Wal-Mart Will Take Inglewood Grocery Restriction to the Ballot

BENTONVILLE, Ark. - Wal-Mart on Monday announced its intention to go forward with a referendum petition in Inglewood, Calif., where the city council has passed legislation preventing opening any store larger than 155,000 square feet and selling more than 20,000 nontaxable items such as food.

"While we have no immediate plans to sell groceries in our proposed Inglewood store, Wal-Mart staunchly opposes any attempt by local government to restrict the amount of grocery items large retail stores may carry," said Robert S. McAdam, Wal-Mart's vice president for state and local government affairs. "To limit what a retailer may carry is to limit consumer choice."

A public opinion survey recently conducted in Inglewood by Fairbank, Maslin, Maullin & Associates on behalf The Homestretch at Hollywood Park -- a proposed retail development at 90th Street and Prairie Avenue in Inglewood -- revealed that 77 percent of those surveyed supported the sale of groceries at Wal-Mart, according to the company.

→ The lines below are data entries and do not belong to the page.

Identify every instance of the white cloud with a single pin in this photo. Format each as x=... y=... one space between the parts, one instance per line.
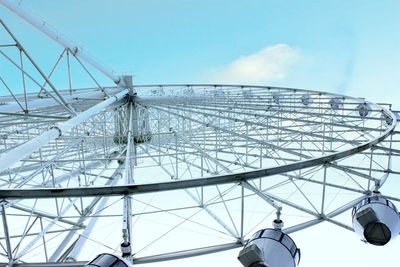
x=269 y=64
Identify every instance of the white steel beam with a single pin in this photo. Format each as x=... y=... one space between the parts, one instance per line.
x=57 y=37
x=11 y=157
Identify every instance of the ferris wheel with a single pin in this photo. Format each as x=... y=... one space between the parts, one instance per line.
x=153 y=173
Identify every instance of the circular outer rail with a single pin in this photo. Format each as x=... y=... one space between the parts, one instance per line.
x=214 y=180
x=233 y=154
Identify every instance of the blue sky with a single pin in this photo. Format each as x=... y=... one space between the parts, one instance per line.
x=350 y=47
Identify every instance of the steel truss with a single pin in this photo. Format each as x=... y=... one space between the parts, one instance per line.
x=176 y=170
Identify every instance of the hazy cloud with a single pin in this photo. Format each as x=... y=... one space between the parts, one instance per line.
x=269 y=64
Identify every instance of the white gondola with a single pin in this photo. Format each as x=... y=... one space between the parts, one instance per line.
x=376 y=220
x=270 y=248
x=108 y=260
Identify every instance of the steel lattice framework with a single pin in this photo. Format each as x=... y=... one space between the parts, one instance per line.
x=83 y=170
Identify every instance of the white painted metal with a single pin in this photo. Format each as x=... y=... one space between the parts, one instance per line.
x=57 y=37
x=206 y=163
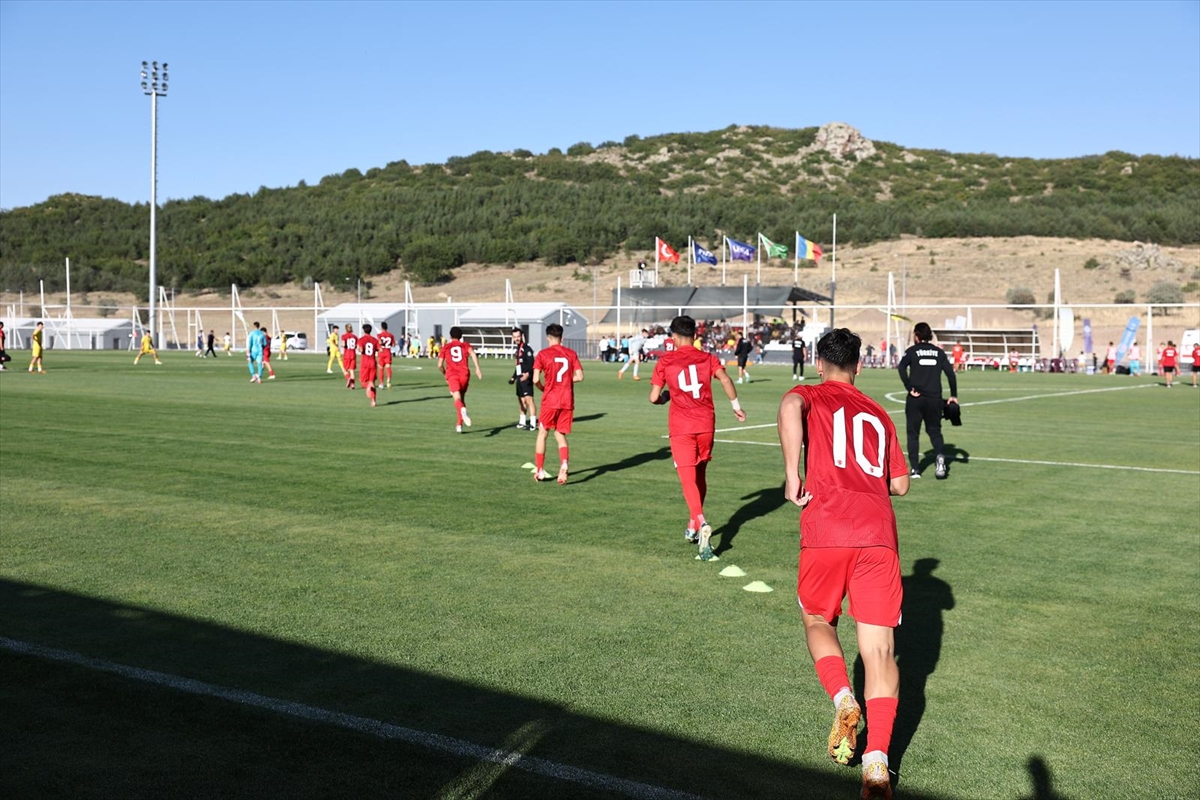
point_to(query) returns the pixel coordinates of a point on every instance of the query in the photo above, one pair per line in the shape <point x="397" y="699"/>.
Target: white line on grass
<point x="357" y="723"/>
<point x="1013" y="461"/>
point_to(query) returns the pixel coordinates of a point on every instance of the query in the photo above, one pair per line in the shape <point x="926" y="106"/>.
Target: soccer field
<point x="210" y="588"/>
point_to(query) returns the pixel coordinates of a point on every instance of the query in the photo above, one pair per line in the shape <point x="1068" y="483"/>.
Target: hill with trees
<point x="589" y="202"/>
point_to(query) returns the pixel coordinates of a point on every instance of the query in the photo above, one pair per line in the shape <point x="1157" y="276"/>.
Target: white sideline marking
<point x="352" y="722"/>
<point x="1013" y="461"/>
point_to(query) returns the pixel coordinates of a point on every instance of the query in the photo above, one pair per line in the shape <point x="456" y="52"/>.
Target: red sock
<point x="691" y="493"/>
<point x="881" y="715"/>
<point x="832" y="673"/>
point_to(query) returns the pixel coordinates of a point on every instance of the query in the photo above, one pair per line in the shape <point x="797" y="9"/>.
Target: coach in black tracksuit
<point x="921" y="373"/>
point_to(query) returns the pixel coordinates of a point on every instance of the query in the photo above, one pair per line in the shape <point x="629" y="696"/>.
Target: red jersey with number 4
<point x="456" y="353"/>
<point x="688" y="373"/>
<point x="557" y="365"/>
<point x="369" y="347"/>
<point x="851" y="453"/>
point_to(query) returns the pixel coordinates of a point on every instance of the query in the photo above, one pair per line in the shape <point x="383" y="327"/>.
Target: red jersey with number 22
<point x="851" y="453"/>
<point x="688" y="373"/>
<point x="455" y="353"/>
<point x="558" y="365"/>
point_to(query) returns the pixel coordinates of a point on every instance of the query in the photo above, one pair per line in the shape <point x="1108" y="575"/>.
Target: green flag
<point x="773" y="250"/>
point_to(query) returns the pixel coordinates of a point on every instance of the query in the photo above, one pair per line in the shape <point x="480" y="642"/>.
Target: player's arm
<point x="731" y="392"/>
<point x="791" y="440"/>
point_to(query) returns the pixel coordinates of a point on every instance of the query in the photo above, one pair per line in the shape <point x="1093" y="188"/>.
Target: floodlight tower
<point x="154" y="83"/>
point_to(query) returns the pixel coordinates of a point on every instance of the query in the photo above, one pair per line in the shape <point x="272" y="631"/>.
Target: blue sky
<point x="269" y="94"/>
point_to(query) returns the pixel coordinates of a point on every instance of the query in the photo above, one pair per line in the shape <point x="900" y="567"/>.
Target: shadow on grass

Seventy-one percent of those surveyed said they would support repealing the city's recently adopted grocery restriction.

"In every jurisdiction where Wal-Mart has challenged grocery restriction ordinances, we have prevailed," said McAdam. "In addition to pursing the ballot referendum, we are currently exploring legal remedies and may also seek relief in court."

In April, Wal-Mart announced plans to build 40 Supercenters in California. "In other areas of the country where Wal-Mart has opened Supercenters, grocery prices drop 20-40 percent," said McAdam. "Wal-Mart is committed to lowering the price of groceries for California consumers, just as we have for consumers around the country."